Eyes Like Lighthouses When the Boats Come Home by Dane Cobain – Book Review
Eyes Like Lighthouses When the Boats Come Home by Dane Cobain – Book Reviewed by Clive
Publisher – CreateSpace Independent Publishing Platform
Pages – 170
Release Date – 3rd June 2016
I received a free copy of this book in exchange for an honest review
Eyes Like Lighthouses is Dane Cobain’s first book of poetry, distilled from the sweat of a thousand memorised performances in this reality and others. It’s not for the faint-hearted.
It took me a long time to get into this book as, at first glance, the prospect of 103 aggressive and fairly depressing poems seemed quite daunting. After a while I jumped to the Afterword at the back and that helped me appreciate that these were all written to be performed in small venues as part of music or comic open mic evenings. I then started reading them out loud and they made more sense. I also could then see the collection was broken up into nine suites or albums, presumably written at different times.
Dane Cobain appears to be an ambitious young man who has written songs, novels and poems as well as being an active blogger.

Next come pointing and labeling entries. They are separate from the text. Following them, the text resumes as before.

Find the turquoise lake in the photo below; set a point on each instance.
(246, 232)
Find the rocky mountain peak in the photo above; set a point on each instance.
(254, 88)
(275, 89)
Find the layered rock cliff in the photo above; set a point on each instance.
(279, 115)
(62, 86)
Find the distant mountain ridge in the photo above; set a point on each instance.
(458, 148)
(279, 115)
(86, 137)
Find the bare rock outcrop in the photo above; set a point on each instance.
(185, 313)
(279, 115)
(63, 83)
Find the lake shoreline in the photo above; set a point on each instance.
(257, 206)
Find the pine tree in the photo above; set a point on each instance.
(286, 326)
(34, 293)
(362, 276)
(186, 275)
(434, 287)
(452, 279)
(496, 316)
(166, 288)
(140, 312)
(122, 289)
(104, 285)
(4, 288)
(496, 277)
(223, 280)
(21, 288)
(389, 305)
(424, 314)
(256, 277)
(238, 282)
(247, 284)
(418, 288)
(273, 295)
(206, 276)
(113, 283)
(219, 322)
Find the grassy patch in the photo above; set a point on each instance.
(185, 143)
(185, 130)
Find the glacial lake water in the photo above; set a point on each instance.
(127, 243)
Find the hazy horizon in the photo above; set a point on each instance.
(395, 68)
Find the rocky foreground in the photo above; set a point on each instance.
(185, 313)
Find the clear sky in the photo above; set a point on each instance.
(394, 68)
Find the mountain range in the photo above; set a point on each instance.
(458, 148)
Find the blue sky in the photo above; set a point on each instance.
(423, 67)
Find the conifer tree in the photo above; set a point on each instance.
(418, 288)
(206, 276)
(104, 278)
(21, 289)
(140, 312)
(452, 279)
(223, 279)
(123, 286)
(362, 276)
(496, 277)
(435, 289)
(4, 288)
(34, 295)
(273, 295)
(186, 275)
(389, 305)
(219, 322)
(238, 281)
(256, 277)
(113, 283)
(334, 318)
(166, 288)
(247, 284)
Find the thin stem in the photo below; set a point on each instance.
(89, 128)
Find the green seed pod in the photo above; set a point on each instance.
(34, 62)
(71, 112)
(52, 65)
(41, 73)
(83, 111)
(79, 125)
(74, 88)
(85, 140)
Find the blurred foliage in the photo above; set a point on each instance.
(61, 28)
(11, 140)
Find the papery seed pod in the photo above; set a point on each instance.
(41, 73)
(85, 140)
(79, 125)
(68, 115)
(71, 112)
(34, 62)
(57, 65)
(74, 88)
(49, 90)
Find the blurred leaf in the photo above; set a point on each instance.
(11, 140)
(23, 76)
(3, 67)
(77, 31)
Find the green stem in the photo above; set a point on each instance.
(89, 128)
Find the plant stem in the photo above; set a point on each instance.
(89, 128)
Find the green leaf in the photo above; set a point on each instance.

When reading the poems I could picture him performing them in busy pubs and clubs, slotted in between musical acts while roadies rearranged the stage behind him and drinkers recharged their glasses. In such conditions the message would need to be short and sharp, relating to the audience with situations and language they would recognise.
A poem should stir up emotions and these certainly stirred mine, although not necessarily in the way the poet intended. Instead of siding with the poet against his targets I frequently wanted to defend the people or organisations that were being criticised.
The synopsis warns that the book is not for the faint-hearted and it is likely that some people could find some of the poems offensive but I suppose that is the intention.
On the positive side there were some thought provoking moments and on occasions Dane Cobain showed a clever use of words as evidenced in Univocalisms and General Election Tension. Of the collection my personal favourites were Take this Kiss which was a reflection on the life of a mistress and Arriva #800/850 which painted a familiar picture of a non-arriving bus although, like many of the poems, it was spoiled for me by its invective and expletives.
I have awarded this book three stars.
Book reviewed by Clive
Dane Cobain is a writer, poet and musician from a place you’ve probably never heard of, somewhere in England. When he’s not writing books, he’s reading and reviewing them on his book blog – Social Bookshelves – or working at his day job in social media marketing.